What are the three dimensions of anthropomimesis and their harms?
This explores anthropomimesis — the *deliberate design* of human-like features into AI (as opposed to anthropomorphism, the qualities users *project*) — and asks how that engineered human-likeness causes harm; the corpus doesn't hand back a tidy canonical 'three dimensions' list, so I'll surface the closest structured account it actually has.
This explores anthropomimesis — the human-likeness an AI is *built* to display — and the harms that follow. The first thing the corpus does is split a term most people use loosely. Who bears responsibility when AI seems human-like? separates anthropomimesis (features the designer engineers in) from anthropomorphism (qualities the user perceives). That split is the load-bearing idea here: it routes responsibility to different parties, which means the harms divide along the same seam — some are authored by design choices, some emerge from how people respond. So if you're looking for 'three dimensions,' the more useful frame the corpus offers is *the mechanisms through which designed human-likeness turns harmful*, and there are roughly three clusters.

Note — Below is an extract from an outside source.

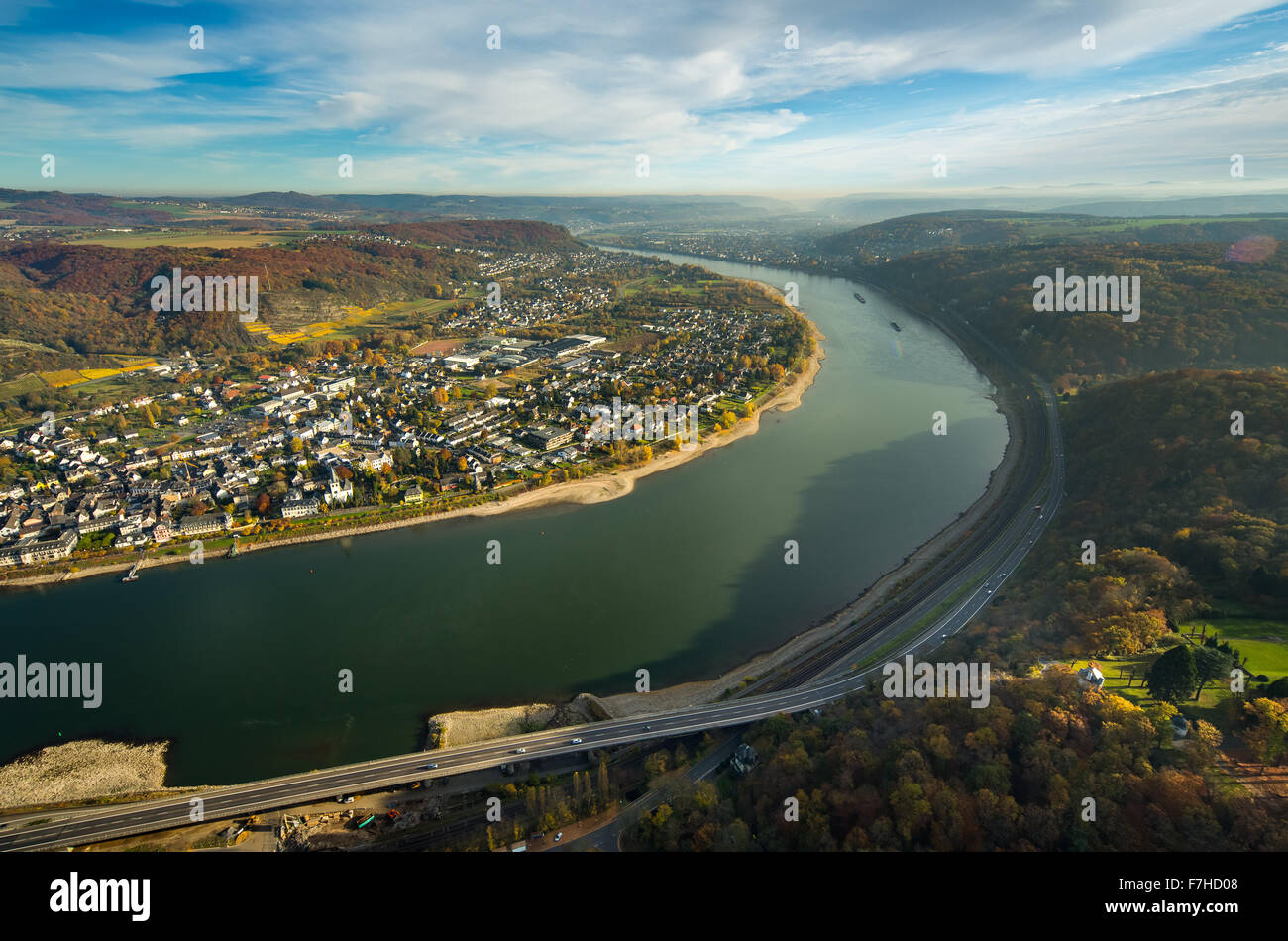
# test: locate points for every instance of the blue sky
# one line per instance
(1005, 90)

The first is **perceptual**: once a system is built to read as a mind, people attribute consciousness to it — and that single move fans out into a whole risk surface. Does perceiving AI as conscious create multiple distinct risks? traces four distinct harms from that one perception: emotional dependence, autonomy erosion, status erosion, and political conflict. The striking claim is that these aren't separate problems needing separate fixes; they share a root, which is why interaction-design changes aimed at the *perception* outperform deeper system-level alignment work. Human-likeness isn't a neutral UX skin — it's the trigger.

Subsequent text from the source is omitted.